L’avere sangue misto era davvero una colpa così grave?

“Tu sei l’altra mia zia, vero?”

La bambina la guardava incuriosita. Aveva mosso qualche passo verso di lei, sorridente. Era identica a Druella.

Senza nemmeno capire cosa stava facendo, Bellatrix Lestrange si inginocchiò, abbracciando la bambina e stringendosela al petto.

“Sei identica alla nonna, lo sai?” le mormorò.

Ninfadora sorrise, ricambiando la stretta. Sembrava che avesse desiderato tutta la vita conoscere le zie.

E in quell’attimo, tutto fu perfetto. Due sorelle a tenersi per mano, l’altra ad abbracciare la nipotina. Draco, seduto sul tappeto, guardava la scena con aria confusa.

Ma era null’altro che un attimo.

Uno strano scampanellio ruppe quel mezzo secondo di pace che si era creato nel salottino. Bella si voltò verso la fonte del rumore, trovando Andromeda intenta a frugare nella sua borsetta, abbandonata su una poltroncina.

Ne estrasse un piccolo aggeggio rettangolare, con cui prese a parlare. Dalla conversazione non fu difficile intuire che stesse parlando con il marito.

L’incantesimo si spezzò, di fonte a quella diavoleria babbana inserita nel magico universo di Malfoy Manor.

Tradimento.

Quella parola aleggiava pesante nella mente di Bella. D’improvviso, si rese conto: tutto quello era sbagliato. Il sangue contava, anzi, era l’unica cosa importante.

No, la bambina, per quanto bella, per quanto uguale a sua madre… non poteva essere ammessa in famiglia. Non era una di loro, era una Sanguesporco. E persino sua sorella ne era stata infettata, come dimostrava il suo utilizzo di sciocchezze babbane. Perchè portarsi dietro quella mostruosità, sennò, se per comunicare bastava inviare il proprio Patronus al destinatario?

L’unica spiegazione era che i Sanguesporco l’avevano contagiata. Erano una malattia, qualcosa di orrendo, viscido, infettivo. Non stava cercando di infettarla quella stessa bambina, col suo abbraccio?

Fu questione di un attimo.

Ciò di cui si era convinta meno di un attimo prima ora sembrava non essere mai stato ipotizzato.

Le parole di suo padre risuonavano nelle sue orecchie, secoli di tradizioni premevano sul suo cuore mentre fissava quello scempio.

Fu questione di un attimo. Si alzò, puntò la bacchetta verso la bambina.
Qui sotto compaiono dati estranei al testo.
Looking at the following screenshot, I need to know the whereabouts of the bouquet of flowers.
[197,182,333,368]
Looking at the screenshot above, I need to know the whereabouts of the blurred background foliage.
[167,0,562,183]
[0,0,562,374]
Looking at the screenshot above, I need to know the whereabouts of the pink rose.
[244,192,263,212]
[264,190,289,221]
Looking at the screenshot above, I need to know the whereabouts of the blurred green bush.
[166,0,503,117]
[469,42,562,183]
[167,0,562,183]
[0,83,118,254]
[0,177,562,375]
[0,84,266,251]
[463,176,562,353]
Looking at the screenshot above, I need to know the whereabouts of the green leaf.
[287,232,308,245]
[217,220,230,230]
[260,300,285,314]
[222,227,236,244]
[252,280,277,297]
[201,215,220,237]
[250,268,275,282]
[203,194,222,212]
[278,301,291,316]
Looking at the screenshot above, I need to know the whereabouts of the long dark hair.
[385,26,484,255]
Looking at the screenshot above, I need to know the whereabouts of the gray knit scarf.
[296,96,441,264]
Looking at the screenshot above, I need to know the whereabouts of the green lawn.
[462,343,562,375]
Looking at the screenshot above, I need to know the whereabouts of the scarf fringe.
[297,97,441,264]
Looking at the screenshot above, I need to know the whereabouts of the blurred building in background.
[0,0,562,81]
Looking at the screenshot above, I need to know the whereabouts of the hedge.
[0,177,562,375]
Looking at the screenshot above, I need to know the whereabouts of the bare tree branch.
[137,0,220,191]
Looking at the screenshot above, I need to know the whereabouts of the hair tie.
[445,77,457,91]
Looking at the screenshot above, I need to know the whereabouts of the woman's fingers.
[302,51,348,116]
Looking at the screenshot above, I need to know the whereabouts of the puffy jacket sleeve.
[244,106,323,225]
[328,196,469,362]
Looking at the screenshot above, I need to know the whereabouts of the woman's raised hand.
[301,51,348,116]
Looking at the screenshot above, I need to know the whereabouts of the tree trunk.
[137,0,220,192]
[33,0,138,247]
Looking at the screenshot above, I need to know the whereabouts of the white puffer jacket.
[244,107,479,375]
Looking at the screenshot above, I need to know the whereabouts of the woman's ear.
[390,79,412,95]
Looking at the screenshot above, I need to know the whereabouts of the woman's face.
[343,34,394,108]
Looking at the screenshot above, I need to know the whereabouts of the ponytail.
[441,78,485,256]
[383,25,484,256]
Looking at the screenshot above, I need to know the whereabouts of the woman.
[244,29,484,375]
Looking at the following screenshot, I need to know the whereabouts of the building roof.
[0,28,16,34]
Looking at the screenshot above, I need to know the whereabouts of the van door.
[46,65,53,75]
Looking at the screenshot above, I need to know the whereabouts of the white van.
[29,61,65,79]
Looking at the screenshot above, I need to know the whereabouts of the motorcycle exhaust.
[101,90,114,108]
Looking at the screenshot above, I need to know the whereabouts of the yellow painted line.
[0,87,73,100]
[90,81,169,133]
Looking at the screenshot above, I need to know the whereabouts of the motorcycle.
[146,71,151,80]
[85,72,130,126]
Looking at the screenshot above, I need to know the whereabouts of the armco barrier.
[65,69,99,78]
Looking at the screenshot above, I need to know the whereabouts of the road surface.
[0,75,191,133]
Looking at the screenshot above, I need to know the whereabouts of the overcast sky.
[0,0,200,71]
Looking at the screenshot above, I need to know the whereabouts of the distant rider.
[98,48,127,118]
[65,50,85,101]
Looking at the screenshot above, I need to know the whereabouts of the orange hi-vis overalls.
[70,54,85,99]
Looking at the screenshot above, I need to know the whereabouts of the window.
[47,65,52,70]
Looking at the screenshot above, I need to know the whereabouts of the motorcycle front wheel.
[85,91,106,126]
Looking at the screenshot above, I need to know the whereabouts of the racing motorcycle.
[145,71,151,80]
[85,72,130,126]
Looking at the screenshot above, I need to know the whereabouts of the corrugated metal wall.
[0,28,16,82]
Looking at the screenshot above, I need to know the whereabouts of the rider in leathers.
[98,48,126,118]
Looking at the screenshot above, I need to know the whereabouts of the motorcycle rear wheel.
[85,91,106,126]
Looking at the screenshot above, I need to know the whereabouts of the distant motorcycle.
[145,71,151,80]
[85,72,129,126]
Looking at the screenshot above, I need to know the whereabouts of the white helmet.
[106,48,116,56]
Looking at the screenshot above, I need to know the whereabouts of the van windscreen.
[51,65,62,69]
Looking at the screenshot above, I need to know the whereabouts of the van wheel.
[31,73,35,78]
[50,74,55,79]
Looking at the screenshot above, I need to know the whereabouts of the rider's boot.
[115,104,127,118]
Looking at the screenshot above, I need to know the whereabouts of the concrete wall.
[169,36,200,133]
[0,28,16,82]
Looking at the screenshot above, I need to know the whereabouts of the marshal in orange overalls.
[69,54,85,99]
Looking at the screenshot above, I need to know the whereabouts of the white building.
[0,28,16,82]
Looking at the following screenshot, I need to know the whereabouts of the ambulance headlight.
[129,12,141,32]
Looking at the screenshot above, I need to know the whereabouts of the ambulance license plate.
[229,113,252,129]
Nessuno faceva caso a loro, Narcissa era intenta a fissare Andromeda, impegnata nella conversazione.

Eppure, non ci riuscì. Non riuscì a uccidere quella piccola dai capelli rosa e così simile a sua madre.

“Oblivion.” mormorò allora, guardando i suoi occhi divenuti ora opachi.

Veloce e precisa, Obliviò anche le sorelle, prima che si rendessero conto di qualcosa.

Infine sorrise al piccolo Draco, che la guardava ancora dalla sua posizione sul tappeto, questa volta con aria confusa.

“Credimi piccolino, è meglio per tutti.” Gli mormorò, dopo aver cancellato anche da lui il ricordo di quell’errore.

I Purosangue dovevano rimanere tra loro, e non mischiarsi.

Non avrebbe mai più tradito il suo credo, né permesso che sua sorella lo facesse.

“Come se non fosse mai esistito.” mormorò.